There is a certain myth that you can't teach an old dog new tricks. In fact, that's totally wrong... Not only that, people who try to learn new things, actively engaging their minds in the process, are much more likely to age successfully than those who do not." Dilip Jeste, UCSD Center for Healthy Aging
"When we get these therapies, we will no longer all get frail and decrepit and dependent as we get older, and eventually succumb to the innumerable ghastly progressive diseases of old age. We will still die of course, from crossing the road carelessly, being bitten by snakes, catching a new flu variant etc etc - but not in the drawn-out way in which most of us die at present.

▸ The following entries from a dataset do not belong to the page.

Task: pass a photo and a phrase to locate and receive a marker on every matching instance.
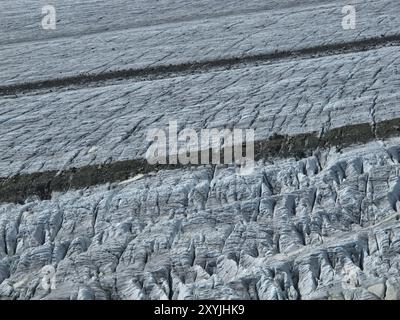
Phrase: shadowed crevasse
(18, 188)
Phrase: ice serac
(323, 227)
(318, 218)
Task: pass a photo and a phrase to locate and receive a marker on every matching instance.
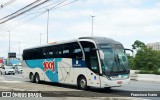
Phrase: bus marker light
(119, 82)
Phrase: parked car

So, will this happen in time for some people alive today? Probably. Since these therapies repair accumulated damage, they are applicable lo people in middle age or older who have a fair amount of that damage. I think the first person to live to 1,000 might be 60 already." Jay Olshansky, School of Public Health at the University of Illinois at Chicago
We may not be able to live to 1,000 (yet), but there are now a concrete set of lifestyle habits you can adopt to dramatically increase your odds of living to 100 with good health. Stay mentally and physically fit, eat well, surround yourself with family and friends, live with purpose and be positive!